Pietro Alagiani, un auténtico confesor de la fe, no perdía ni una sola ocasión para el apostolado en aquel infierno de tratos inhumanos, organizados para transformar a los vivos en candidatos al depósito mortuorio. «Quien no tiene al Creador como Padre, no puede tener respeto al prójimo, se vuelve una verdadera fiera, según dicho del poeta pagano homo homini lupus», dice Alagiani, testigo como era de la destrucción moral y psicológica a la que el comunismo soviético reducía a los seres humanos, y a la propia sociedad.

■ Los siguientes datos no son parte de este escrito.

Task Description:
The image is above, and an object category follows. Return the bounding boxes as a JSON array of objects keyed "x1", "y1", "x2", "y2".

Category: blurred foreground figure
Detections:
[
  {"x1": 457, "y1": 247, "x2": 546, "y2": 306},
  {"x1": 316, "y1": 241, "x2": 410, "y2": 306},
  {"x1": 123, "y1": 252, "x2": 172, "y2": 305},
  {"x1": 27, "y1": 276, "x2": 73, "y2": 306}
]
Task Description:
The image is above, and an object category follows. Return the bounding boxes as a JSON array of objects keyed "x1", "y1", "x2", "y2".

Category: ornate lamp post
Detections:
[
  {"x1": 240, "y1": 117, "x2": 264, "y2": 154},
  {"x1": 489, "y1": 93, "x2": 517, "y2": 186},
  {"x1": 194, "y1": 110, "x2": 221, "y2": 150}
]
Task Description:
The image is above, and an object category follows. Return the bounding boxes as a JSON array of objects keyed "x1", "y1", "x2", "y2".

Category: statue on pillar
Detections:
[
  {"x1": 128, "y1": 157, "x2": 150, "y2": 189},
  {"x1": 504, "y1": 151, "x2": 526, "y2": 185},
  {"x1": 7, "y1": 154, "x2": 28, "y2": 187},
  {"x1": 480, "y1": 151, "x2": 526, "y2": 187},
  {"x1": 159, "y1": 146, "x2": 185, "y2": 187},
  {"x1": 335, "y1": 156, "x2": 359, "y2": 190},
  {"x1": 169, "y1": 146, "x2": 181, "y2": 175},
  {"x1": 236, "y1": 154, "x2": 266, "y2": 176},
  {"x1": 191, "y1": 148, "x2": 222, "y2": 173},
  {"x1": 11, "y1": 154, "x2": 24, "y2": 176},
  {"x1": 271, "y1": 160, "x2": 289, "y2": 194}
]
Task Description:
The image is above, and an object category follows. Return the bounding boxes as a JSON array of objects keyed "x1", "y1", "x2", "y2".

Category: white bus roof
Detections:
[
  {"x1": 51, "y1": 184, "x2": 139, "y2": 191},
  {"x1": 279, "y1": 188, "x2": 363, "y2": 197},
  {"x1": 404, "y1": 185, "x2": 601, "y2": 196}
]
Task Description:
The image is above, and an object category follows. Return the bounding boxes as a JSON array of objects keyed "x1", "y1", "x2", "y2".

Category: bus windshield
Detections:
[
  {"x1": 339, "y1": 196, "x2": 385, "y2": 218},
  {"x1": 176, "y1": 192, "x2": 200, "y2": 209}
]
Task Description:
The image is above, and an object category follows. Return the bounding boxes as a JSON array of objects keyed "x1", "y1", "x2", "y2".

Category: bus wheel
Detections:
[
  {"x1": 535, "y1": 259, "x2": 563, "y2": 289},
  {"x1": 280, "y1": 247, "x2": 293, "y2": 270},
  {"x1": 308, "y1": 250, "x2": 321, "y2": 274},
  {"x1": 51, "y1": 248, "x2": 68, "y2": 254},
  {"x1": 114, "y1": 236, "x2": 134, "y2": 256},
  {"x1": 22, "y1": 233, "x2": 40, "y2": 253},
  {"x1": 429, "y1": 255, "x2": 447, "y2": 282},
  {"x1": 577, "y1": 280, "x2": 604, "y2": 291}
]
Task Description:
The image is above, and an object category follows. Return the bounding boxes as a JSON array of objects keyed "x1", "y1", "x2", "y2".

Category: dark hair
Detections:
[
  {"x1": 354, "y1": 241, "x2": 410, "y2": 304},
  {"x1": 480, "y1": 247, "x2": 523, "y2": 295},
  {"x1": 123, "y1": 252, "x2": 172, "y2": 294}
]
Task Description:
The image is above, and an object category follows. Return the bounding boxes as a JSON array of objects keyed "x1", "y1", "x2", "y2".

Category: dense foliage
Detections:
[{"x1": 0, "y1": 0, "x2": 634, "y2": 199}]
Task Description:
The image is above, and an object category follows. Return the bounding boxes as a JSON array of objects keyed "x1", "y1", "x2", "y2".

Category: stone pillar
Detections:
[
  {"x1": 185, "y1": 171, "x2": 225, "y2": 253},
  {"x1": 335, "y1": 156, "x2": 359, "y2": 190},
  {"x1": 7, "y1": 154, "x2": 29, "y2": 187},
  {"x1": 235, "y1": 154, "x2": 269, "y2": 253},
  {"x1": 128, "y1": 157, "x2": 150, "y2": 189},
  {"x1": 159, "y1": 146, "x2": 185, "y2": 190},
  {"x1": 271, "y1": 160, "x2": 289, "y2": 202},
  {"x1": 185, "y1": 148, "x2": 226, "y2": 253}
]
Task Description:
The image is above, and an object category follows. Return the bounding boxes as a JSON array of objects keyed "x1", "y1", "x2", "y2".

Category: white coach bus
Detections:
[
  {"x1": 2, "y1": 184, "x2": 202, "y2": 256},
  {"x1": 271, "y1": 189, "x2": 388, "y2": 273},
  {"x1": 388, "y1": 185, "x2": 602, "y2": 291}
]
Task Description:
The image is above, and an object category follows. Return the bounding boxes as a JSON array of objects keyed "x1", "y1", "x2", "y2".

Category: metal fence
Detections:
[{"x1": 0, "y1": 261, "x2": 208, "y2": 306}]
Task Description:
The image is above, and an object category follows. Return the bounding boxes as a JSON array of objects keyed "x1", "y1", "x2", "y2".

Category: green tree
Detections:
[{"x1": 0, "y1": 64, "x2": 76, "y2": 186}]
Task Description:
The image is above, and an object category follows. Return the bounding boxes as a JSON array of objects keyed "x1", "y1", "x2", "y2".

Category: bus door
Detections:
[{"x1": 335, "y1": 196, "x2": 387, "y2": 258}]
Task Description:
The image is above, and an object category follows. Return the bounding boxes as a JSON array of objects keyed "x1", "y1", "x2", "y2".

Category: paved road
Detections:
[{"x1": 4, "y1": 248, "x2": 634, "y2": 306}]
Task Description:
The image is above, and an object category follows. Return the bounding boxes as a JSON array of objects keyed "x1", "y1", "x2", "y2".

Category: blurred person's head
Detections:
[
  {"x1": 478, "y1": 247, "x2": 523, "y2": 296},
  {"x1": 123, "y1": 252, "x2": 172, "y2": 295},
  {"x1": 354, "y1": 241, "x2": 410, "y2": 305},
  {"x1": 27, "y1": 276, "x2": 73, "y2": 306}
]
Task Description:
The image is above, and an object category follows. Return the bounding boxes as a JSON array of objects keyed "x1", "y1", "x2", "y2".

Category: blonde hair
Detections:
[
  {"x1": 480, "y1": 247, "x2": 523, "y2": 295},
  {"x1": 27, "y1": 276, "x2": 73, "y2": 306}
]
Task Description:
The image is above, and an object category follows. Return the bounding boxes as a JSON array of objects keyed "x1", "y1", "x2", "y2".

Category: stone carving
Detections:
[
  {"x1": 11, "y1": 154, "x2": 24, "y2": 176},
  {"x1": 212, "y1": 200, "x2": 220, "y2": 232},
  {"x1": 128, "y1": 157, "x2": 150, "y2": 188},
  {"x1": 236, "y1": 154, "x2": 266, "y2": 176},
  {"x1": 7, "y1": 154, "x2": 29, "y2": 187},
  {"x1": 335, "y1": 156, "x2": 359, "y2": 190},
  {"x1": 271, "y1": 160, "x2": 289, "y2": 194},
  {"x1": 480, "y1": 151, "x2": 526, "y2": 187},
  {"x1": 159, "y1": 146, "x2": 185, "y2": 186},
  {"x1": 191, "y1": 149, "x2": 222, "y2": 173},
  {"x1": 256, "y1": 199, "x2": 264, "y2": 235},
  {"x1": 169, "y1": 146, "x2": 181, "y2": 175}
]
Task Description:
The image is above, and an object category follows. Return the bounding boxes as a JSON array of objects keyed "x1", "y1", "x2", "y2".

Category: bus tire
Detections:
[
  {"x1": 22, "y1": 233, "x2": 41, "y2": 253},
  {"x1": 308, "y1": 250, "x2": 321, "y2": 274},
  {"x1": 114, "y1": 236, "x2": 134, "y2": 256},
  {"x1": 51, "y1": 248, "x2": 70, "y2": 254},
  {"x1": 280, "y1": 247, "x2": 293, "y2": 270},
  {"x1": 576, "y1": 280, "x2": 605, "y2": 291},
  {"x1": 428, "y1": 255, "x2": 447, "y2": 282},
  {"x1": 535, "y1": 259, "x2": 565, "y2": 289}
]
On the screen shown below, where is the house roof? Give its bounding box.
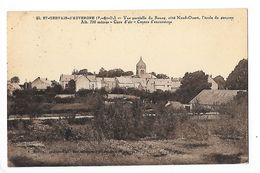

Encontraremos descripciones sintéticas de la moral comunista, resumida por Alagiani en los 3 motores del obrar del ciudadano soviético: el primero, temor a un mal material, el segundo el deseo de un bien material y el tercero la preocupación por no caer en desgracia para no sufrir un mal material.
El día 5 de diciembre de 1945 en el campo de Elábuga, celebró Misa por última vez en muchos años de cautiverio. Había consagrado 120 hostias, y desde entonces comulgaba los primeros viernes de mes y llevaba al Santísimo en una bolsa, que defendió de varios intentos de profanación; cuando al fin pudo depositarlo en un Sagrario de una iglesia de Viena el 12 de febrero de 1954, las hostias consagradas estaban intactas.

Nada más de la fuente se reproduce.